Since MSCZ is just a ZIP file, and ZIP files can be password protected, is there any way to take advantage of that? Not that this would address the specific request of protecting individual instruments.

Password protecting a zip file is not really protecting anything. With a file, all the time in the world and a good GPU, it's probably easy to find the password with brute force.

To me, it's more philosophical. MuseScore is a free tool, the code is available to anyone. We are all about sharing our work and make it easy for users to share their work. Having a digital protection of any kind in MuseScore goes against all that and as other explained, it would be very hard to make it bullet proof.

I understand that for some use case, it would make sense to have the possibility of locking the score or locking a staff, but I'm not sure we want to address these use cases because of all the ill effects that they will add.
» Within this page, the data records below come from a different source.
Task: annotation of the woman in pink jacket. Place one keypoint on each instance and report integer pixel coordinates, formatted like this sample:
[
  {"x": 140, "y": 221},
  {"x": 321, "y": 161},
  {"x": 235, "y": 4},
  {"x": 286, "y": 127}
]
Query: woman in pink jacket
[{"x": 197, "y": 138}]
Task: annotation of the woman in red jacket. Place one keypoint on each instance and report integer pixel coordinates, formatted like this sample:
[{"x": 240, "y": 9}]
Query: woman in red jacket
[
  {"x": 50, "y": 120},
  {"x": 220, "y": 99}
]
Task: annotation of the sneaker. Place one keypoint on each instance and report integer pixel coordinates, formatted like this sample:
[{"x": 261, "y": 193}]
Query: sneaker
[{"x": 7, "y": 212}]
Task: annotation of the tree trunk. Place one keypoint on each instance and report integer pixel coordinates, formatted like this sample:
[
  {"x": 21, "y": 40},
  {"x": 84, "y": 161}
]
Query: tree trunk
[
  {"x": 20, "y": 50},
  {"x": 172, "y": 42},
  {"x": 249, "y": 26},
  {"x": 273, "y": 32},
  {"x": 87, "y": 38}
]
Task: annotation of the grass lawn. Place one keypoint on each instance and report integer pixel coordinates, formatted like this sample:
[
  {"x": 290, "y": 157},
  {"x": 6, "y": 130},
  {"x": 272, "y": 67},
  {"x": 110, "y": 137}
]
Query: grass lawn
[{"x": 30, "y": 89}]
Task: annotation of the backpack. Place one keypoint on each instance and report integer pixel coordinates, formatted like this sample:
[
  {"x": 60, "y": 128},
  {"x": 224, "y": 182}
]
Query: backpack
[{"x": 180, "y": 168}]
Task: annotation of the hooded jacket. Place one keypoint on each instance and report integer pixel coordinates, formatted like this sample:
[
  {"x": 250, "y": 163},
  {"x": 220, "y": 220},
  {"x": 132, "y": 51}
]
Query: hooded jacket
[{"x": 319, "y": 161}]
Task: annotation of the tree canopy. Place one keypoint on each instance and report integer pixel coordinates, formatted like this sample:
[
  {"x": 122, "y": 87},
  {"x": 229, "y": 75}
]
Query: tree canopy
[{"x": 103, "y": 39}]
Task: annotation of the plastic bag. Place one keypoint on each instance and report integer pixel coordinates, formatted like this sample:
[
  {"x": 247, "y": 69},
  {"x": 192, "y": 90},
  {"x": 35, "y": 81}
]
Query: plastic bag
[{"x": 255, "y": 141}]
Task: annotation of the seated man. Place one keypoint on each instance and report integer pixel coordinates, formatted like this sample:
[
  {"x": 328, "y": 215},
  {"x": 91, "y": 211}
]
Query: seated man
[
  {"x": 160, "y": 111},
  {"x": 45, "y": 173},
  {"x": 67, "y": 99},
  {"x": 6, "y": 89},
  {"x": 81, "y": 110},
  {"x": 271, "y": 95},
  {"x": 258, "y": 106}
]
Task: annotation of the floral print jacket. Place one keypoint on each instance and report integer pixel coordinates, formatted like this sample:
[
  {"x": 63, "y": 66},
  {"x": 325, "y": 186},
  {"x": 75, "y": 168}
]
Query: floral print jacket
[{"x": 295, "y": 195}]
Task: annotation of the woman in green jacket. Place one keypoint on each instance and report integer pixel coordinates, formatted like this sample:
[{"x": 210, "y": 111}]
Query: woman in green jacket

I think having some sort of password protection against someone accidentally making changes to a score would not be a bad idea. I don't think most users, even in a school environment, are looking to make this a top secret project, just to slow down anyone wanting to make unauthorized changes. Yes, this is open source, but it would take me some time to figure out how to bypass password protection and then recompile it. Of course most places where these is a server has it set up so that there are directories that can be read by certain people but not writable without permission. If you are allowing it to be put on another's computer then there is no reason for a password protection. When it comes to password protecting a specific item within a score, this could turn into a ridiculous exercise in options of what each person wants protected. As far as the situation in the original post is concerned, the file could be converted to an MP3 for listening with an accompanying text file giving the time stamps for the specific exercises.

If the programmers were to include a password protection against all modifications for situations such as the OP, then they would need to review what makes a file dirty. Right now, doing a search on a score marks the files as dirty (the file name has a star after it) and this, among other things, would need to be addressed.

I'm don't care one way or the other about password protection implementation, just thought I'd give some thoughts.